Man möge mir meine atheistische Verve verzeihen, aber die katholische Kirche hätte meinen Respekt weit eher verdient, wenn sie ihre moralischen Vorstellungen plausibel begründen könnte. Der bloße Verweis auf Gott ist hingegen ein dermaßen schwaches Argument, dass es mir schwer fällt, dieses überhaupt ernst zu nehmen. Und das nicht etwa, weil die Existenz Gottes nicht bewiesen ist, sondern weil es in meinen Augen für die Beantwortung moralischer Fragen keine Rolle spielt, ob Gott existiert oder nicht. Die Existenz Gottes und seiner Ansichten zu bestimmten Fragen des Lebens, implizieren keine Moral. Wenn Gott den Menschen moralische Richtlinien in die Hand gegeben hat, liegt es selbstverständlich in seiner Verantwortung, diese Richtlinien moralisch zu begründen.  Ein Verweis auf Gottes Allmacht und Allwissenheit reicht hier nicht aus, da dies ein bloßes Autoritätsargument ist, welches lediglich dazu dienen kann, Diskussionen über Moral und Ethik im Keim zu ersticken. 

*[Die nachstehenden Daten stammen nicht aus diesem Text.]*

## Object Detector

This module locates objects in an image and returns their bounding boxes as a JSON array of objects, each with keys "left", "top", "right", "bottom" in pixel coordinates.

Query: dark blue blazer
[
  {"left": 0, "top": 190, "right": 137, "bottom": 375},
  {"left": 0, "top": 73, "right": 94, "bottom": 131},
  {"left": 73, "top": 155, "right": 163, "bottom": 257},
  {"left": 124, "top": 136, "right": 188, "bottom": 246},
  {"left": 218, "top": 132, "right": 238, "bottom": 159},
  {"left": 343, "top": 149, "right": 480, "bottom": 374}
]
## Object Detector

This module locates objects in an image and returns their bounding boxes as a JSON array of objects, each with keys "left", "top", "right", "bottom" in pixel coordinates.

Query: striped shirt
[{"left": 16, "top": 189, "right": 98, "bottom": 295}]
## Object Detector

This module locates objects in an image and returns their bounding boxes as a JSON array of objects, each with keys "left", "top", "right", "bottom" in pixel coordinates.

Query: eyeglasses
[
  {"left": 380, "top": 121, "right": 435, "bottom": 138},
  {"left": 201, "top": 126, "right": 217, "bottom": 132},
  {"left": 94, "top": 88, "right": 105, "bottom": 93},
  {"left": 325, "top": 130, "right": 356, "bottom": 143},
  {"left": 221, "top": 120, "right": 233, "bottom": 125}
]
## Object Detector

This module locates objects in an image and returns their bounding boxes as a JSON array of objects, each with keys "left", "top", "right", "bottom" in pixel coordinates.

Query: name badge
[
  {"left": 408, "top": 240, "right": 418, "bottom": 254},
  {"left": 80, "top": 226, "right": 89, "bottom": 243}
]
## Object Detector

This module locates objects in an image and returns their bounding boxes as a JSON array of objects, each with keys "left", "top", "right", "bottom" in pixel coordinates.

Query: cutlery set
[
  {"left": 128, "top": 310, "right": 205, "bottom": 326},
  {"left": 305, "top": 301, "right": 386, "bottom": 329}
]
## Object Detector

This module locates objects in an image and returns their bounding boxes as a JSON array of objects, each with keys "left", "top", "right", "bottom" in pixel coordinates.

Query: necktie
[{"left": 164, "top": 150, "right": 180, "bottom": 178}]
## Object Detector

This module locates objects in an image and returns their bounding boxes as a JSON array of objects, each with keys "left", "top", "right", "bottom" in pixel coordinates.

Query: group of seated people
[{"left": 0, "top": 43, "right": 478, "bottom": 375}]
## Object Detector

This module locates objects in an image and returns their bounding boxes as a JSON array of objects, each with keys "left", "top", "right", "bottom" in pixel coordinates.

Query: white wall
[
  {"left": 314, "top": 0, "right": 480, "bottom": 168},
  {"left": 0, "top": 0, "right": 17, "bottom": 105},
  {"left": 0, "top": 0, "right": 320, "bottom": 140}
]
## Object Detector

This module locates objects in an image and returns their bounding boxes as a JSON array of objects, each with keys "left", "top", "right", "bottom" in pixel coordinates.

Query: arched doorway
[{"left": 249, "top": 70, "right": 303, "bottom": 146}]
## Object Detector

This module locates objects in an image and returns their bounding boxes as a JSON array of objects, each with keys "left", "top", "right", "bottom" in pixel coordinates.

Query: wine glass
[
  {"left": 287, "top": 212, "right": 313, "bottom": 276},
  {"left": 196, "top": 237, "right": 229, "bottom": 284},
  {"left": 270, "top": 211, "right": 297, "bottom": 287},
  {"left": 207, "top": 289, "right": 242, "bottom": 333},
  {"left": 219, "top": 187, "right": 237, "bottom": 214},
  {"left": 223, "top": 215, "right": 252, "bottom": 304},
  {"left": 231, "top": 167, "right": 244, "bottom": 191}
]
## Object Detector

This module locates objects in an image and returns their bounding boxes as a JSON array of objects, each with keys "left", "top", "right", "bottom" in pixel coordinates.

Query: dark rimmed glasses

Die entscheidende Frage wäre also nicht, ob Gott existiert, sondern mit was für einem Gott wir es zu tun haben und ob seine Ansichten überhaupt moralisch sind. Ist es nicht erstaunlich, dass diese Frage kaum je gestellt wird? Die selbsternannten Stellvertreter Gottes auf Erden, stellen diese Frage selbstverständlich höchst selten, sondern lassen es zumeist bei der Feststellung, dass Gott moralisch ist, einfach, weil er existiert. Dementsprechend schlecht sieht es dann auch mit der Begründung moralischer Standpunkte aus.

Ein schönes Beispiel ist hierfür der Fuldaer Bischof Heinz Josef Algermissen, dem von Seiten des Internetportals „kath.net“ Gelegenheit gegeben wurde, mal wieder vor den furchtbaren Folgen zu warnen, die der Menschheit drohen, wenn gleichgeschlechtliche Paare heiraten dürfen. Algermissen beginnt seine Philippika mit einem unter Theologen weit verbreiteten, nichtssagenden Sermon:

„Wohin bewegen wir uns? Fort von allen Sonnen?… Ist es nicht kälter geworden? Kommt nicht immerfort die Nacht und mehr Nacht?“, so fragt Friedrich Nietzsche in „Die fröhliche Wissenschaft“.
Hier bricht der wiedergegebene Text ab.